Does anyone know anything similar to this in python? javascript would do the trick too


----------



## qwr (May 25, 2021)

roll your own


----------



## Filipe Teixeira (May 25, 2021)

qwr said:


> roll your own


I'm bad at maths  
developing a cube simulator is too much for me


----------



## qwr (May 25, 2021)

Filipe Teixeira said:


> I'm bad at maths
> developing a cube simulator is too much for me


afaik there's no math that goes into a cube simulator, as compared to a cube solver. You can literally encode each sticker as a number and code in all 6 face turns as permuting arrays of numbers. At least, that's what I read in some intro to rubik's cube theory article I read: http://people.math.harvard.edu/~jjchen/docs/Group Theory and the Rubik's Cube.pdf (good read)

@xyzzy to clarify


----------



## Filipe Teixeira (May 25, 2021)

qwr said:


> afaik there's no math that goes into a cube simulator... At least, that's what I read in some intro to rubik's cube theory article I read: http://people.math.harvard.edu/~jjchen/docs/Group Theory and the Rubik's Cube.pdf (good read)
> 
> @xyzzy to clarify


----------



## qwr (May 25, 2021)

it's okay, just ignore that I linked a Harvard math PDF


----------



## Filipe Teixeira (May 25, 2021)

qwr said:


> it's okay, just ignore that I linked a Harvard math PDF


thanks but I'm a lost case


----------



## qwr (May 26, 2021)

Filipe Teixeira said:


> thanks but I'm a lost case


Do you have any coding experience? Since you linked a python library without an obvious GUI I assume you do.


----------



## xyzzy (May 26, 2021)

qwr said:


> afaik there's no math that goes into a cube simulator, as compared to a cube solver. You can literally encode each sticker as a number and code in all 6 face turns as permuting arrays of numbers.
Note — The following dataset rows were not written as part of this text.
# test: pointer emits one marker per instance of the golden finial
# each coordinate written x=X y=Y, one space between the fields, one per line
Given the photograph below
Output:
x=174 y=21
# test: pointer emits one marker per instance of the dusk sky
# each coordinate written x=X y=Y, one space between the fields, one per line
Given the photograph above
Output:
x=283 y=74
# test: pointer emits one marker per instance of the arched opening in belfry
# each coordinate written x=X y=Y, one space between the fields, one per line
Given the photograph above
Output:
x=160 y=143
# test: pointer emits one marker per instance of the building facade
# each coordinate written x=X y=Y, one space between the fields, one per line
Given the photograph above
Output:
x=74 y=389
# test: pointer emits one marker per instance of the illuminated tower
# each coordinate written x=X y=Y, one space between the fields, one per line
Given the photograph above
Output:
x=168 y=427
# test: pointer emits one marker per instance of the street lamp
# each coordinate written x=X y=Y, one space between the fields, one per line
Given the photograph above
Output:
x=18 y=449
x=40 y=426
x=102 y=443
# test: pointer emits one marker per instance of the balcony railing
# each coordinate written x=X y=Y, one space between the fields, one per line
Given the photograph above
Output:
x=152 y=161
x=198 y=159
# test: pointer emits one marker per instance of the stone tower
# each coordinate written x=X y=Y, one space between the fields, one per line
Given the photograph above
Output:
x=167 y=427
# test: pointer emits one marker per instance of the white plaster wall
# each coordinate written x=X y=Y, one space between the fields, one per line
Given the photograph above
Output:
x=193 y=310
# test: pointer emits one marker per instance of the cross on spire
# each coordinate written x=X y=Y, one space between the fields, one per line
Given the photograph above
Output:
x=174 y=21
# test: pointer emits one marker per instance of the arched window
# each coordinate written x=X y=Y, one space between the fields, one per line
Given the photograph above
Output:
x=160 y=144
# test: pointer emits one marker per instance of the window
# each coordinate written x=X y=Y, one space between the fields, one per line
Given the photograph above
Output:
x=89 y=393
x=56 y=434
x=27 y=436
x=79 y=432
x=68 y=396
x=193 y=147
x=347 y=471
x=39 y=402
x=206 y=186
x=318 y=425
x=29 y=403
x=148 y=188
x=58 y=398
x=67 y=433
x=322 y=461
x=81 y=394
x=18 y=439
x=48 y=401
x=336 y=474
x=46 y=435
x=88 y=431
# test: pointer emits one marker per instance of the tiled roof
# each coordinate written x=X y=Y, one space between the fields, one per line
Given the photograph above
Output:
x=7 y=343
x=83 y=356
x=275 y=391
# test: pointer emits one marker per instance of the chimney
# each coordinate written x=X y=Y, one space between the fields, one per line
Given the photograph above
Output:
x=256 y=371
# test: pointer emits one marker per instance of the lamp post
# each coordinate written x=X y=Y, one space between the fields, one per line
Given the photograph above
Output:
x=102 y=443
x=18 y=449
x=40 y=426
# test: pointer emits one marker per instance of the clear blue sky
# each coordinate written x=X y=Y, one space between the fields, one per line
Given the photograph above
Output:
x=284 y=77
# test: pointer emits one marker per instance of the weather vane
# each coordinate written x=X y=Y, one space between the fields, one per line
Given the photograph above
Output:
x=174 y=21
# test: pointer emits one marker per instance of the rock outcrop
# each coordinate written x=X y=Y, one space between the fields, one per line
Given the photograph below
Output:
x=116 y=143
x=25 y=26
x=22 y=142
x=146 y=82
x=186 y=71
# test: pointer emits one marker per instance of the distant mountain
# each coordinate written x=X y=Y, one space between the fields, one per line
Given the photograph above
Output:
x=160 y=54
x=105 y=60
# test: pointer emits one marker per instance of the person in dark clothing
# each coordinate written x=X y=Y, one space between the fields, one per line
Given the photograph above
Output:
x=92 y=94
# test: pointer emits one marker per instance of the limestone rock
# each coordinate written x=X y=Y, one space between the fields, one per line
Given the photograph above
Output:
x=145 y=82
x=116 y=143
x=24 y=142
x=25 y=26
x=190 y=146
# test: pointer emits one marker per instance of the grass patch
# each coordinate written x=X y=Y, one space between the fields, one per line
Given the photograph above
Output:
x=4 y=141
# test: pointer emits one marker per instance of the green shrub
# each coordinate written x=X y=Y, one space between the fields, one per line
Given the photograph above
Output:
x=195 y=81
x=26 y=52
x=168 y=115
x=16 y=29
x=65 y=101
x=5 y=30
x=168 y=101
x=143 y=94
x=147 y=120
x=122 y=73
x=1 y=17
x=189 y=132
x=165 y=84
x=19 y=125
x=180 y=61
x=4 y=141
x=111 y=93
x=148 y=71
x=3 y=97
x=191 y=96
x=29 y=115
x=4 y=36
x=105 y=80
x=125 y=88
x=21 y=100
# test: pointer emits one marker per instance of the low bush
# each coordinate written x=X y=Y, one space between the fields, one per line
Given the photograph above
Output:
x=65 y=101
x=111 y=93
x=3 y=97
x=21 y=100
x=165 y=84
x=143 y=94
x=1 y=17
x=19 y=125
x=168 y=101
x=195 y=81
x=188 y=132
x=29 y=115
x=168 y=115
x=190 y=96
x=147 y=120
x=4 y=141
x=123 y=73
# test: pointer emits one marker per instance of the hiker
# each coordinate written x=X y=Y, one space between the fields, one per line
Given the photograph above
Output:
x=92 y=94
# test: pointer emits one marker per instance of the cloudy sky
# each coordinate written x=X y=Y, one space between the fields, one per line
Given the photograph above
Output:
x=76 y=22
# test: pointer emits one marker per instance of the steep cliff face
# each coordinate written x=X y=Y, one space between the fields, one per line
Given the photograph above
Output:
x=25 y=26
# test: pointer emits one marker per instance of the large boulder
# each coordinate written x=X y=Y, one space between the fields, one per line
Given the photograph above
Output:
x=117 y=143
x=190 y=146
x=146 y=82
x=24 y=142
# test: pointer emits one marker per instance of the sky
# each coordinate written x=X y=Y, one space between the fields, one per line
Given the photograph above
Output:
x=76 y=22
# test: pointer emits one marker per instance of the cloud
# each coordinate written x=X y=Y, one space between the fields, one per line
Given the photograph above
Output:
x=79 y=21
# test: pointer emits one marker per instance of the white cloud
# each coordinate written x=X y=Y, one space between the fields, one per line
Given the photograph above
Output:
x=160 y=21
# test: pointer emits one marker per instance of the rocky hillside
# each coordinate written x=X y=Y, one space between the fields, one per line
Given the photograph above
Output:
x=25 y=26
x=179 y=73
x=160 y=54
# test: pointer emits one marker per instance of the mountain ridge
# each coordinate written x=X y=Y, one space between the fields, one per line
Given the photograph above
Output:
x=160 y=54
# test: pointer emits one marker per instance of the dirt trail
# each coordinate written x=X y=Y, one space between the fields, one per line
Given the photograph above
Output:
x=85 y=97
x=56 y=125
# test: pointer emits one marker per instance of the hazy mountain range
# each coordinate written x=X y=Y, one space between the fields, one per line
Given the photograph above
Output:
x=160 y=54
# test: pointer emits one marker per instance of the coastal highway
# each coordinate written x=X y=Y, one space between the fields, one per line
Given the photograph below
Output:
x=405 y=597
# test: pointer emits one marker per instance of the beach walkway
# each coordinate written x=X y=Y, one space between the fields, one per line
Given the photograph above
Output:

This is correct, at least if you're just doing a 2D cube representation (e.g. unfolding the sides into a net, just like PyCuber, Cube Explorer, etc.). If you want to make it 3D or have turn animations, you'd have to learn a bit about how rotations in 3D space work.

If you want to make something _really_ general (like, say, pCubes or Twizzle), then you probably need a much better understanding of 3D geometry than the bare minimum needed just to implement a cube (which is like easy mode because everything has integer coordinates).


----------



## qwr (May 26, 2021)

I think even large puzzles that are non-shapeshifting and don't have sticker orientation can get away with one number per sticker. Ofc if there's sticker orientation then there could be multiple numbers per sticker location. Non-trivial shapeshifting or jumbling makes thinks more complicated.


----------



## xyzzy (May 26, 2021)

qwr said:


> I think even large puzzles that are non-shapeshifting and don't have sticker orientation can get away with one number per sticker. Ofc if there's sticker orientation then there could be multiple numbers per sticker location. Non-trivial shapeshifting or jumbling makes thinks more complicated.


You _could_ do it that way, but creating new puzzles becomes super tedious as you have to manually define all of the sticker coordinates and colours. I'm not entirely sure how pCubes works but I believe you get to specify a base shape (a cube, octahedron, etc., or even something completely custom) then cut it up with some planes, specify the legal turning angles, and it automatically defines the stickers given this information.


----------



## qwr (May 26, 2021)

xyzzy said:


> You _could_ do it that way, but creating new puzzles becomes super tedious as you have to manually define all of the sticker coordinates and colours. I'm not entirely sure how pCubes works but I believe you get to specify a base shape (a cube, octahedron, etc., or even something completely custom) then cut it up with some planes, specify the legal turning angles, and it automatically defines the stickers given this information.


True, true. I plan on mainly targeting nxn cubes which require no manual specification at all.


----------



## Filipe Teixeira (May 26, 2021)

qwr said:


> Do you have any coding experience? Since you linked a python library without an obvious GUI I assume you do.


Yes but I don't like reinventing the wheel.
It's too much time put into something that another person already made
pycuber is exactly what I wanted


----------